Когда он раньше оставался один, то никогда не чувствовал отсутствия или недостатка компании… или, возможно, не никогда, но редко, когда его преследовали невыразимые и ужасающие воспоминания и ночные кошмары, и он должен был в одиночку смотреть им в лицо… но теперь без Гарри он сходил с ума от одиночества.

Он мог живо представить перед глазами настоящее положение мальчика после почти пяти часов пытки: порезы, кровь, обморок, слабость и оборванный вид, безнадежно лежащий и одинокий на полу отдаленной камеры…

Если бы Гарри был здесь… Он определенно не смог бы вылечить его, но был слабый шанс разделить боль в компании друг друга.

Снейп горько засмеялся. Он, бывший Пожиратель Смерти, один из самых тренированных магов, был так слаб и беспомощен!

Спрятав лицо в ладонях, он снова удивился собственному изменению, случившемуся в последние дни, как он, вынужденный, но, тем не менее, верный защитник Гарри Поттера, обнаружил себя в роли глубоко испуганного и волнующегося родителя. Он сглотнул. Странно. И так… естественно.

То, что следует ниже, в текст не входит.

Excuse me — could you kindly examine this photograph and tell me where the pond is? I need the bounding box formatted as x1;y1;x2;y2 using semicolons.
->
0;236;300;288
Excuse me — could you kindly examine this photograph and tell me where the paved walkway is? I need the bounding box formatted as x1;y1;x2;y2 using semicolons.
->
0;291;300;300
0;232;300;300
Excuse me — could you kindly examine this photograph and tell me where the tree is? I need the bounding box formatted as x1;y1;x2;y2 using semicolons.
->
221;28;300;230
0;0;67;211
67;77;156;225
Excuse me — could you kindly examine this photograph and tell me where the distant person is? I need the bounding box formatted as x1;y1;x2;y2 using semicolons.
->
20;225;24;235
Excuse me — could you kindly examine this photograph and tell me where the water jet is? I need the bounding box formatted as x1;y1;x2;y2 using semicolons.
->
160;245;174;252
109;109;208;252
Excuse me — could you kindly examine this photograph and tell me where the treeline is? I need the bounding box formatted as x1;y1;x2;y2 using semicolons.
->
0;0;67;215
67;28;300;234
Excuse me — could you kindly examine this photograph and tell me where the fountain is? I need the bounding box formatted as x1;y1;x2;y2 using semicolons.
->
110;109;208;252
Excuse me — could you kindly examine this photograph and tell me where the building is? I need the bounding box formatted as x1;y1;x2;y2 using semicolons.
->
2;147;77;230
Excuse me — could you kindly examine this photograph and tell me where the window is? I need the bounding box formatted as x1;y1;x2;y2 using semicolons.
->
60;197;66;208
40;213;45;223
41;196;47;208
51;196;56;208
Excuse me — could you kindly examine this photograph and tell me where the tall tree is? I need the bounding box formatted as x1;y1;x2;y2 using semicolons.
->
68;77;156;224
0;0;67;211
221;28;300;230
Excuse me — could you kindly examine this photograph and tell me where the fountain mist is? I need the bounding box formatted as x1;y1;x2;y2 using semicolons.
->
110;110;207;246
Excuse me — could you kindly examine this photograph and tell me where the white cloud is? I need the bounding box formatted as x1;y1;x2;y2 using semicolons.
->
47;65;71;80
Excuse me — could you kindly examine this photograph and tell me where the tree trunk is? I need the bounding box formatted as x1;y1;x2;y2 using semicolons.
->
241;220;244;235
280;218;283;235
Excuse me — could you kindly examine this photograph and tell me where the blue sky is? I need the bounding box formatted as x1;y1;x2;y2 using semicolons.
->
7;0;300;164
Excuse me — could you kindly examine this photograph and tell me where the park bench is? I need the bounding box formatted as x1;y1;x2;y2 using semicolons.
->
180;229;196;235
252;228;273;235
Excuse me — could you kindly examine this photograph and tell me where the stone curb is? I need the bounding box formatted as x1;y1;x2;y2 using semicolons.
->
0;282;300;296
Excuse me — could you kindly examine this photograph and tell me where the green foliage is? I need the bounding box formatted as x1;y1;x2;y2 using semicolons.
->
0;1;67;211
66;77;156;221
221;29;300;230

Кроме того, он должен был признаться себе: это изменение было не только случайным следствием их общей судьбы. Да, судьба играла роль в этом изменении, это было несомненно, но возможности и достоинства Гарри также сыграли свою роль в этом процессе.

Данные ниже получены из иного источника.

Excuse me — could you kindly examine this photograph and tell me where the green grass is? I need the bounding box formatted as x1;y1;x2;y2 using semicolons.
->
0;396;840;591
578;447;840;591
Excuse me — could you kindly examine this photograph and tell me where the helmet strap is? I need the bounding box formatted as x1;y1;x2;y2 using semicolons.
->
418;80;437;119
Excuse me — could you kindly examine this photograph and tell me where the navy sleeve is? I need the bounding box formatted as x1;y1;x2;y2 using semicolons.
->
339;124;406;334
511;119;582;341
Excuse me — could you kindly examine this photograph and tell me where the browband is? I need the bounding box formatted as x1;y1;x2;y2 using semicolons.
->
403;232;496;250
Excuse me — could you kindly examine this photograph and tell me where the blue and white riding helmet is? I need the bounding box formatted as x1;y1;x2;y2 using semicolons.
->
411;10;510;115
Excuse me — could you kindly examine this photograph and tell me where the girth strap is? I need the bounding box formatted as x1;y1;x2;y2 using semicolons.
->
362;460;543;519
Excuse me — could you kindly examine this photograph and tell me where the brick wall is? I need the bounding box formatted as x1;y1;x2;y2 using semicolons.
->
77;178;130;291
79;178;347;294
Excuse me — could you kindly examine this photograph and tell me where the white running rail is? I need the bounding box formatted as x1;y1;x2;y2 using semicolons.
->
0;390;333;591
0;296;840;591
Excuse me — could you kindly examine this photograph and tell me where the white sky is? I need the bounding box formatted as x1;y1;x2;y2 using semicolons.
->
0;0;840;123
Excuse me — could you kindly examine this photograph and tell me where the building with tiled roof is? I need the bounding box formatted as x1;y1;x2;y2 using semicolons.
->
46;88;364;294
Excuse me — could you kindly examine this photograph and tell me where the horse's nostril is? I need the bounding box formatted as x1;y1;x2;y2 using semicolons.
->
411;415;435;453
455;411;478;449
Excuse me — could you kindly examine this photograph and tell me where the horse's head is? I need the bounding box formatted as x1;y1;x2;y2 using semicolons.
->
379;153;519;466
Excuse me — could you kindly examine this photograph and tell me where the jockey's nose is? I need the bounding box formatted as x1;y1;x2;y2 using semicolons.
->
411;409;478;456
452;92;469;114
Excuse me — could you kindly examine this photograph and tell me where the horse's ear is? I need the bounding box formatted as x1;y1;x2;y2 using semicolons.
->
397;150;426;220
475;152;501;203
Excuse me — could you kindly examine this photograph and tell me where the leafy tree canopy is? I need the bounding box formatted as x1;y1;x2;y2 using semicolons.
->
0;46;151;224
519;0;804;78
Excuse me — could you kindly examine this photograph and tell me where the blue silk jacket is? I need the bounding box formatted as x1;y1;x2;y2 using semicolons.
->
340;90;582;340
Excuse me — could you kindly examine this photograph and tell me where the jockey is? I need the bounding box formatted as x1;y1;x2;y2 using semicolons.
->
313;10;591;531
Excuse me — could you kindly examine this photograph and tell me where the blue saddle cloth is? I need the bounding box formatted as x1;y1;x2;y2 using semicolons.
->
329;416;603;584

Сначала Гарри принимал его оправдания без дальнейших замечаний. Он искренне простил его за все, что Снейп ему сделал. Он проявлял настоящее беспокойство о нем с самого начала, когда увидел слабое и жалкое состояние своего профессора. И он никогда не просил разъяснений о чувствах Снейпа, он только соглашался с ними и давал свои чувства в ответ. Он никогда не протестовал против чего-либо.

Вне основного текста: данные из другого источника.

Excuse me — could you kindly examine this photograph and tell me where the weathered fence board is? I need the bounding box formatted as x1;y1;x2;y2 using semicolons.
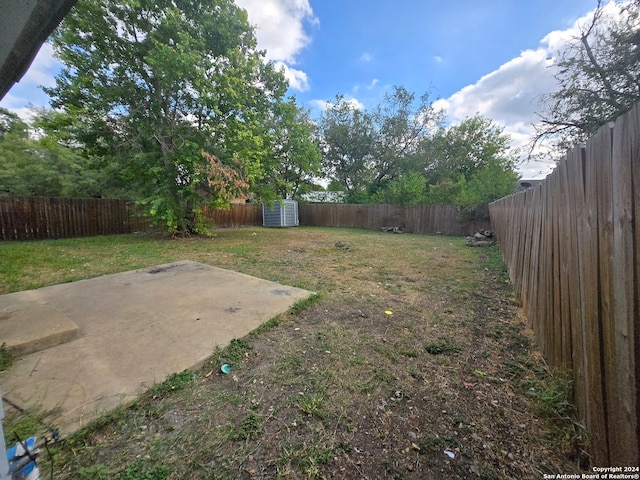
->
0;197;490;240
490;104;640;466
0;197;147;240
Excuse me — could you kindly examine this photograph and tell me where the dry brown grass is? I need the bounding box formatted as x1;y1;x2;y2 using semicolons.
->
2;228;578;479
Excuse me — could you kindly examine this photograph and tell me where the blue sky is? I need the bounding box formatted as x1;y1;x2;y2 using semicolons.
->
0;0;608;178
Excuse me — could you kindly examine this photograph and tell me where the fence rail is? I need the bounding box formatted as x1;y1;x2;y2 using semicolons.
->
0;197;490;240
0;197;148;240
489;104;640;466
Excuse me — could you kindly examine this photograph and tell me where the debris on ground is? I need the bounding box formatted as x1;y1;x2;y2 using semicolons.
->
381;227;404;233
335;242;351;250
467;230;496;247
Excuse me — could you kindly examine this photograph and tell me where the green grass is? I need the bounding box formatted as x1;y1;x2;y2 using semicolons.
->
0;342;14;372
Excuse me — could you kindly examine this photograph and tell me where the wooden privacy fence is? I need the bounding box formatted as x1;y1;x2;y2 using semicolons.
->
202;203;262;227
489;104;640;466
298;203;490;235
0;197;148;240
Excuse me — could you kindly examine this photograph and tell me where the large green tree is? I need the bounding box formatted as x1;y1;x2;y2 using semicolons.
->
532;0;640;154
256;97;322;200
320;95;375;201
46;0;286;232
321;86;443;203
421;115;518;211
372;86;443;190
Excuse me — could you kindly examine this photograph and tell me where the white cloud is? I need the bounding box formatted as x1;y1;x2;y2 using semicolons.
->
308;97;365;112
21;43;62;87
434;2;613;178
236;0;318;91
275;62;309;92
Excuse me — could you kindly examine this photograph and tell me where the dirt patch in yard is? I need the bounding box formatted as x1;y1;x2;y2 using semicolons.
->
2;228;585;480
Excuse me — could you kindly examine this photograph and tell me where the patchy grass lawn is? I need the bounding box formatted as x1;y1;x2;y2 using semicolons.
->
0;228;584;480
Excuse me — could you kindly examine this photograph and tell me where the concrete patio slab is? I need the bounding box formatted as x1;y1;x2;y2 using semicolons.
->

Как мог мальчик быть таким здравомыслящим? Он был так молод… и он вырос в практически полной эмоциональной пустыне, угнетаемый, игнорируемый… Он мог стать полным ублюдком или сумасшедшим мерзавцем с вечными жалобами на несчастья своей жизни, горюющим над своими упущенными возможностями… Он мог быть неизлечимо травмирован и неспособен давать и получать положительные эмоции. А мальчик все еще не был таким человеком. Он мог стать, но, тем не менее, не стал. Непохожий на Величайшего Ублюдка, причиной чьей безжалостной и горячей ненависти к миру, несомненно, послужили события детства, подобного Гарри.